My background is in mechanical engineering, but I'm working on a project for which I need to design a control system for a linear actuator. I want to design the actuator using a roller screw mechanism, which in turn will be conected to a 3 horsepower electric motor through gear reduction. I need to control both the force that the linear actuator will be applying or the speed with which it it moves.

I know I can use strain gauges to measure applied force and then use a PID algorithm to control it to a desired level. Also, I can use hall effect sensors attached to the motor to control speed by similar means. The problem is: the AC motor which will be used (probably something like this) needs a variable frequency drive (VFD), and I'm not familiar with those. I've used Arduino to control speed of small DC motors, but never AC motors this size. Would it be better if I use something like a PLC to accomplish this task, or do you have any other suggestions?

Nidum
Gold Member
Tell us what you actually want this system to do .

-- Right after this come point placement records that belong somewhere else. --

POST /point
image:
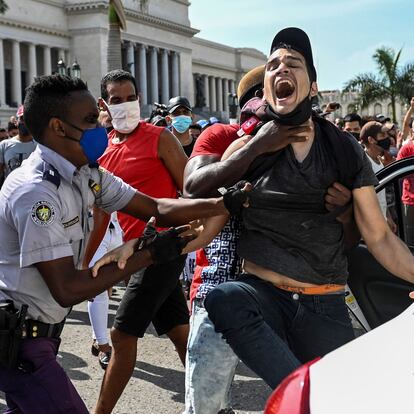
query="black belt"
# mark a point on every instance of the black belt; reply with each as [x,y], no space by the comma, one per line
[37,329]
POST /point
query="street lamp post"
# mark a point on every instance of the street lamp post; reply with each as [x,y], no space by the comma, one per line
[233,105]
[73,72]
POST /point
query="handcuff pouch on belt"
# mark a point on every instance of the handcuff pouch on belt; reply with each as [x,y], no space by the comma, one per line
[11,333]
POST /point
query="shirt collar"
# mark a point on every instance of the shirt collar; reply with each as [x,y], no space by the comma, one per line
[65,168]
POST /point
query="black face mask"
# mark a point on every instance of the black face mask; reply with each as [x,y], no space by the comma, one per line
[23,131]
[384,144]
[297,117]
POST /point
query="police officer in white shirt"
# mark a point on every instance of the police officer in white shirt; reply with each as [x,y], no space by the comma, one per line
[44,227]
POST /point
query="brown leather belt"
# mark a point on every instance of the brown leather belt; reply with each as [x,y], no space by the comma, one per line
[314,290]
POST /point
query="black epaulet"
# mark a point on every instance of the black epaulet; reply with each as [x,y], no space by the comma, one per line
[51,174]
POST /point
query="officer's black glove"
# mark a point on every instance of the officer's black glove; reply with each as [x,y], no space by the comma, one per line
[167,245]
[236,197]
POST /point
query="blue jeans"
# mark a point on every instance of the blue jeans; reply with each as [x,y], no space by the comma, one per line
[274,331]
[209,367]
[46,389]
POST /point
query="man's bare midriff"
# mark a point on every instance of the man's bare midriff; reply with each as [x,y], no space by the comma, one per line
[273,277]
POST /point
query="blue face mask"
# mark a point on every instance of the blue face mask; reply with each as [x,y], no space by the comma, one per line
[181,123]
[93,142]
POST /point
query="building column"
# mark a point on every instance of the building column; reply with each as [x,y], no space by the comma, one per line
[32,63]
[62,55]
[219,94]
[206,90]
[226,95]
[143,74]
[154,75]
[2,80]
[175,75]
[47,60]
[16,73]
[131,58]
[212,87]
[165,85]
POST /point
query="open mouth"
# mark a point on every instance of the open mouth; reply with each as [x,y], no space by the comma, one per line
[284,89]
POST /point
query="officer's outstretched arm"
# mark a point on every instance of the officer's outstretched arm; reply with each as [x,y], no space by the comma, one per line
[100,224]
[173,212]
[70,286]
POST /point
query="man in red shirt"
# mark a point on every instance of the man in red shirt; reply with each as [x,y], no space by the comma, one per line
[150,159]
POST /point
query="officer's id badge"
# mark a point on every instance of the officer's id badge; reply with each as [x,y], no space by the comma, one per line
[95,187]
[43,213]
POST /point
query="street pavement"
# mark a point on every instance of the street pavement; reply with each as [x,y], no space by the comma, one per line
[157,383]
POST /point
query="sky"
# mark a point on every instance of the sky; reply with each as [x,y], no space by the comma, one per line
[344,33]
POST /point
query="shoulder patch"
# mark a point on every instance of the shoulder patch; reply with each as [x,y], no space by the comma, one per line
[43,213]
[51,174]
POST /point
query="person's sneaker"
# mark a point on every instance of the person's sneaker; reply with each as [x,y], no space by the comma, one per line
[104,358]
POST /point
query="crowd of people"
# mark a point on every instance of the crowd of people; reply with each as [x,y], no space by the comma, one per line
[254,267]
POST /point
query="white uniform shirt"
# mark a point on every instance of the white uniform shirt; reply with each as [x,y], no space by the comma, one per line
[44,215]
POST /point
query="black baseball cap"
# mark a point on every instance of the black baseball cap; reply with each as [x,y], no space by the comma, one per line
[298,40]
[177,101]
[382,118]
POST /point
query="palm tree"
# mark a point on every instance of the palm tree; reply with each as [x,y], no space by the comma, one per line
[3,6]
[117,22]
[391,82]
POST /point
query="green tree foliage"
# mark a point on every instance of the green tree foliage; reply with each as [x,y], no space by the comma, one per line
[391,82]
[3,6]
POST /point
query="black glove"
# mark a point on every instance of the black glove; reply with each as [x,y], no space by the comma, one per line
[167,245]
[234,198]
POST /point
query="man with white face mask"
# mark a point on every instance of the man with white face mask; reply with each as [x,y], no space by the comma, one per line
[181,117]
[149,158]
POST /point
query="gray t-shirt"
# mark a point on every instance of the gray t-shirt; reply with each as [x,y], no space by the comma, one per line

Tell us what you actually want this system to do .
The system is supposed to compress some material (soil) inside a box for an experiment. Think about a piston, with the shaft on the moving part connected to the linear actuator. It's something like that. One of the specifications for this project is that the motor should deliver between 2-3 horsepower, and I have to be able to control the force that is being applied on the material according to the experiment.

Nidum
Gold Member
Ask whether you can use hydraulics .

High power electro-mechanical servo systems are notoriously difficult things to design and get to work reliably .

A solution using hydraulics with the motor only running at constant speed to provide primary power would be ever so much easier to do .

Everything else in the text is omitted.